People in Scotland and northeast England have said they are “exhausted” as they endure a fifth day without power due to damage caused by Storm Arwen.
The Energy Networks Association (ENA) confirmed that 45,000 of their UK customers remain without power as of 8am on Tuesday.
It confirmed the storm‘s damage has affected around one million homes and businesses across the country.
Prime Minister Boris Johnson said he was “extremely sympathetic to everybody who’s suffered these power outages”.
“It must be appalling,” he said. “I think a million homes lost their electricity and 950,000 have seen that electricity now restored, but clearly for 50,000 people that is not good enough.
“And I want to reassure everybody that we’re working as hard as we can to get power back to those homes.”
Earlier, calls for British troops to assist the engineers were made in the House of Commons, as ministers came under fire for failing to provide an update to MPs on the impact of the storm for a second successive day.
Gemma Douglas, from West Allerdean, Northumberland, said she had “never seen anything like this” in her area.
“It has been exhausting… trying to keep warm, cook, is hard work,” the 39-year-old told the PA news agency.
“Where we live, there is no back-up system – we’re on our own… so many people (nearby) are without any help and it’s scary and worrying.”
Indra Rampersad van Boeckel from Berwick-upon-Tweed has been without power since Friday evening and saw her shed crushed by a neighbouring tree.
“It’s heartbreaking really… it’s not easy even making a cup of tea on a stove,” the 42-year-old dentist told PA.
“The house is just a mess… we have burned our full stash of candles and had to get lots of extra supplies.”
The Met Office predicted a milder Tuesday but added that highs of 11C will be the warmest of the week for most.
A spokesperson for the ENA said: “Supporting and reconnecting customers is our absolute priority and our customer teams are working around the clock to contact customers and keep them informed.
“We are also working with other utilities, local authorities, emergency services and the British Red Cross to support this effort.”

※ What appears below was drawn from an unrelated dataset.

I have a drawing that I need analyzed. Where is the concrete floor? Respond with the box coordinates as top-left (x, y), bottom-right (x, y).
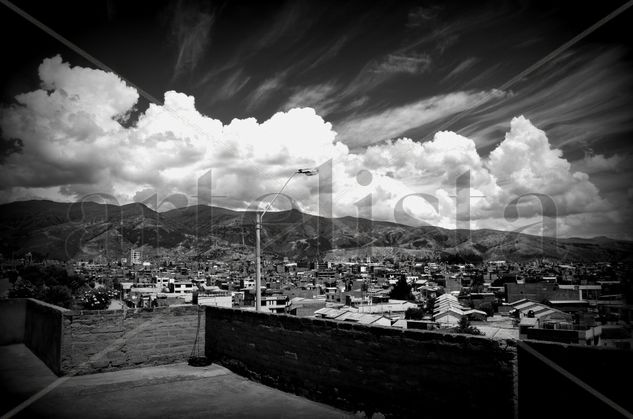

The Met Office’s Stephen Dixon said the weather will be “turning colder” from Wednesday due to a northerly wind, adding: “Winds will be especially high in exposed coastal areas in the north and northeast, with gusts in excess of 40mph expected.
“The cool conditions will see some snow fall in the high ground of the far north, and generally as sleet or rain in low ground.
“That theme continues into Thursday, with a band of rain moving in from the west later in the day.”